Jamais l’auteur ne s’interroge sur leur intrusion dans le passé,
et le sauvetage de cet homme préhistorique qui aurait dû périr.
Théoriquement, en revenant dans le présent, l’humanité aurait dû
compter sur la présence d’un grand nombre de ses descendants –
mais ce n’était pas le propos de l’auteur.
Dans
La voûte invisible
de Philippe Ebly, c’est un « glisseur
temporel » qui permet aux trois héros Serge, Xolotl et
Thibault, les « conquérants de l’impossible »,de
se transporter5000
ans en arrière.
Ils
se retrouvent au coeur d'une forêt peuplée de loups et d'hommes à
demi sauvages, « au milieu d'arbres géants que le soleil
n'éclaire jamais ».
Dans
ces récits, la machine à remonter le temps s’impose.
Dans
d’autres, le procédé scientifique est différent : la
nouvelle l’ombre du passé (
1954 ) d’Ivan Efremov ( écrivain soviétique du space
opera socialiste La
nébuleuse Andromède, 1953 ) , met en
scène une technologie inédite qui permet de faire resurgir, en
couleurs et en relief, des scènes préhistoriques miraculeusement
fixées par la nature sur des roches résineuses possèdant les
mêmes propriétés qu’une pellicule photo ! Là encore,
aucune intervention humaine ne permet de modifier le passé.
Avec
Souvenir lointain
( 1957 ) de Poul Anderson, une nouvelle traduite de l’Américain
par Francis Carsac, une autre technologie permet de transporter son
utilisateur… dans la peau d’un de ses ancêtres.
D’autres
auteurs préfèrent un procédé qui relève carrément du
fantastique, car aucune justification scientifique ne vient expliquer
que le héros se retrouve soudain plongé des milliers d’années en
arrière.
C’est
le cas d’Une fenêtre sur le passé
( ) de Francis Carsac, dont il sera forcément question au cours de
ces deux jourées. Le narrateur, Arnaud Lapeyre, géologue et
anthropologue, relate à ses amis une expérience stupéfiante :
en Dordogne, au Pech de la crabo ( la colline de la chèvre ), il a
été confronté à une tribu de Néandertalien… à la suite d’un
orage. Hallucination ? Non, puisque revenu dans le présent, il
aura la preuve ( l’étamage d’une cruche ) qu’il n’aura pas
rêvé !
Notons
que ces deux procédés, très différents ( se mettre dans la peau
de son ancêtre et être projeté en arrière à l’aide d’un
éclair ) ont été ou seront utilisés par de nombreux autres
auteurs. Le premier pourrait bien être Sprague de Camp, dans son
roman De peur que les ténèbres
( 1939 ) – où le héros, grâce à un éclair, sera transporté
non pas dans la Préhistoire mais chez les Ostrogoths, en 535 après
J.C.
L’auteur
jeunesse déjà cité, Philippe Ebly utilisera le même procédé
pour projeter ses conquérants de l’impossible
à l’époque romaine dans le troisième épisode de sa
série : L’éclair qui effaçait
tout.
Avec
sa nouvelle Le brouillard du 26 octobre
( 1913 ), Maurice Renard, qui s’est aussi bien illustré dans le
fantastique ( Les mains d’Orlac,
1920 ) que dans la SF ( Le docteur Lerne,
sous-dieu, 1908 ) plonge deux
scientifiques en pleine ère tertiaire, dans la période du miocène.
Comment ?
Tout simplement après avoir traversé un mystérieux brouillard !

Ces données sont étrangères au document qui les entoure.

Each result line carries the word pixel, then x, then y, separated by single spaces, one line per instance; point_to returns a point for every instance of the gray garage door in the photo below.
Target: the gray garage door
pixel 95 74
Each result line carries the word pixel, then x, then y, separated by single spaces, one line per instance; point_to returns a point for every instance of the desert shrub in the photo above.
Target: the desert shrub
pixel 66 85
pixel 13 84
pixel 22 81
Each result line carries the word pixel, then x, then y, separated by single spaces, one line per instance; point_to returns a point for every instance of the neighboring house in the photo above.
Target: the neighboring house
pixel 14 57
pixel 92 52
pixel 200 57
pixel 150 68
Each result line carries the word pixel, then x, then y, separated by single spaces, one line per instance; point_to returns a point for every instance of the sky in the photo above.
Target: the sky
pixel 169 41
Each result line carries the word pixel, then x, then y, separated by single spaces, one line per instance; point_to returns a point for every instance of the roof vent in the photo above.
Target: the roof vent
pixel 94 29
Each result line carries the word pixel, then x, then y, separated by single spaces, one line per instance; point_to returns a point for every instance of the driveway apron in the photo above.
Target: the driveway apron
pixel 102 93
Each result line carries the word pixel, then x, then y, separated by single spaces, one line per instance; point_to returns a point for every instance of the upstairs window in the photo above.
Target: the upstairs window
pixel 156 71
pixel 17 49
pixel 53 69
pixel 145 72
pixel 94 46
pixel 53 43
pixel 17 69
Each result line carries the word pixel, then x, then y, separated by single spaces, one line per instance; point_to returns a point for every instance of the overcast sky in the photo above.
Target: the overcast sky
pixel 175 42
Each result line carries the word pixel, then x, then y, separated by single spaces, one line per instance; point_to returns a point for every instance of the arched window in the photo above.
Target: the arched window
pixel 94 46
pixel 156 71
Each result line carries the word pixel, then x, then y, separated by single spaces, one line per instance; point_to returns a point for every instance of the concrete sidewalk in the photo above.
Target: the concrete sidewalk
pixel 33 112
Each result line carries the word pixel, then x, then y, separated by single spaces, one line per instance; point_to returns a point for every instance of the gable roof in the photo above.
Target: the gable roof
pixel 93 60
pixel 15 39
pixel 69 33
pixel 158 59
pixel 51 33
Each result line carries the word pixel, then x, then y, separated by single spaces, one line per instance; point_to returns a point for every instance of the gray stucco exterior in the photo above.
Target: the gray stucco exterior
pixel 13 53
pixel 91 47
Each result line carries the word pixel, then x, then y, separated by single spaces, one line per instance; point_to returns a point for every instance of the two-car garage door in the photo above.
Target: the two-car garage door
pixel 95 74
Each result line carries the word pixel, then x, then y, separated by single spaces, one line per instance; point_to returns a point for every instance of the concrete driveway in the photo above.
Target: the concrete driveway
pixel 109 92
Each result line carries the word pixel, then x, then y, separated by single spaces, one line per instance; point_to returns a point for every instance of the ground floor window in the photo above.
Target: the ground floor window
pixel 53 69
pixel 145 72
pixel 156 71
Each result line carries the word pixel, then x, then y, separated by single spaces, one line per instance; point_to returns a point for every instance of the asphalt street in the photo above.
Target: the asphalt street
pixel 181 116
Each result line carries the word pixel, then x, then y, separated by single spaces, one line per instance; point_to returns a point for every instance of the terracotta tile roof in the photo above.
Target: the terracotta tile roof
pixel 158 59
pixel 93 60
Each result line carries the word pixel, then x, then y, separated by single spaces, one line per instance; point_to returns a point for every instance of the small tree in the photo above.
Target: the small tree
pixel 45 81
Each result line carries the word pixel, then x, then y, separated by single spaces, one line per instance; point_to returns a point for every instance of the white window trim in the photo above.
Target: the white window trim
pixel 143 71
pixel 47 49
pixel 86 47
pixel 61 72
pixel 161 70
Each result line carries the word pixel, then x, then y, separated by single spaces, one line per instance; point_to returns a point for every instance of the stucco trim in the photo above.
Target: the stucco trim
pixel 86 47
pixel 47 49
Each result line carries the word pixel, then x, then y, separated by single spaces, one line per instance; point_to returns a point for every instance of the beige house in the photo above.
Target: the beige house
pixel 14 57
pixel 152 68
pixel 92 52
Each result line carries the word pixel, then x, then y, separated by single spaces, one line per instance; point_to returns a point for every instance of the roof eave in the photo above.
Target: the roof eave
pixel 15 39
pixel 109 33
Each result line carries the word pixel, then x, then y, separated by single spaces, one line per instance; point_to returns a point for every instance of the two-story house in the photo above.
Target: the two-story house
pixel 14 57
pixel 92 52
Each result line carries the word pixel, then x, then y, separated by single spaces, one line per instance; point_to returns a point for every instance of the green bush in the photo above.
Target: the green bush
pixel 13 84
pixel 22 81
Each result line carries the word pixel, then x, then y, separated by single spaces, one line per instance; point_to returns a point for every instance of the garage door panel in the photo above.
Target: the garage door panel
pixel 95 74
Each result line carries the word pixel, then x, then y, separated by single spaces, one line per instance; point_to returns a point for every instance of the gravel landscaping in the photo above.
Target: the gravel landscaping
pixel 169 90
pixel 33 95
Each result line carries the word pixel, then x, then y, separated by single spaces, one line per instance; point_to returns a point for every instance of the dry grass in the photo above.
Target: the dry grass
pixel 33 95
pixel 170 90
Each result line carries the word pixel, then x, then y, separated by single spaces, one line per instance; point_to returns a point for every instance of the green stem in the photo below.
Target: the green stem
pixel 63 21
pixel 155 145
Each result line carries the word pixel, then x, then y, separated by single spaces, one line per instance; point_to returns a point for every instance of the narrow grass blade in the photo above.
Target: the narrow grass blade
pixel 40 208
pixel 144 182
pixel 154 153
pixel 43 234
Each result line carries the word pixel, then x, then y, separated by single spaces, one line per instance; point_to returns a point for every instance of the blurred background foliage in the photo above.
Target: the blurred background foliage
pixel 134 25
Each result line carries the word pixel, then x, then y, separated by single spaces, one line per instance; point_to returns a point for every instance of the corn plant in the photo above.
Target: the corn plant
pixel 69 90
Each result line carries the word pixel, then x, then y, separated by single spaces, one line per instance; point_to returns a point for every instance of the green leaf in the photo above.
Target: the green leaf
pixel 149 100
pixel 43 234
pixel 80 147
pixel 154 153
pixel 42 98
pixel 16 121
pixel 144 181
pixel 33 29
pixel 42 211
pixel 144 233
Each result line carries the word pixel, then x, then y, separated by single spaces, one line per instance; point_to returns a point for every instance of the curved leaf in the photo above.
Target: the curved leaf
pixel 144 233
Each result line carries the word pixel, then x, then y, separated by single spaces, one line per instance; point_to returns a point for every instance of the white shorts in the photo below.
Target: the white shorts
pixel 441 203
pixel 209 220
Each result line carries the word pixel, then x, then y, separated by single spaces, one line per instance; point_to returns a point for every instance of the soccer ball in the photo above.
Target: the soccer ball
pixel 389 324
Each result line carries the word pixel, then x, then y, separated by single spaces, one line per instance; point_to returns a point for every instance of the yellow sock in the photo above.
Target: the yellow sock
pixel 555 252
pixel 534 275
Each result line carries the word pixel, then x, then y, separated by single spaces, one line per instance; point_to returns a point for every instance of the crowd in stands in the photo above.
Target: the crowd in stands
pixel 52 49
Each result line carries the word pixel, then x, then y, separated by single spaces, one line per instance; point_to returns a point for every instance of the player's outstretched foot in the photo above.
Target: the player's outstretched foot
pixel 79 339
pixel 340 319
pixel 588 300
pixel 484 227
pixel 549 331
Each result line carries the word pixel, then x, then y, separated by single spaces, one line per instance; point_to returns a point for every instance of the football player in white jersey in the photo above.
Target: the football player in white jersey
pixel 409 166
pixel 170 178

Notons que ce brouillard inexplicable et bien pratique ( un procédé
qui relève plus du fantastique que de la SF ! ) est aussi celui
qui permet à un homme de rétrécir, dans le roman éponyme (
L’Homme qui rétrécit,
1956 ) de l’Américain Richard Matheson, comme dans le film ( 1957
) qu’il a lui-même tiré de son récit.
Une
parenthèse : on trouvera, sous le titre Le
brouillard du 26 octobre et
autres récits sur la préhistoire (
Folio-Junior SF N°172,
1981 Gallimard ) quatre nouvelles ( Une
fenêtre sur le passé, Souvenir lointain, l’ombre du passé
et Le brouillard…)
dont il a été question plus haut. A l’origine, aucune d’elle
n’était destinée à la jeunesse. En les sélectionnant, j’ai
jugé que leur contenu et leur ton pouvait toucher des collégiens.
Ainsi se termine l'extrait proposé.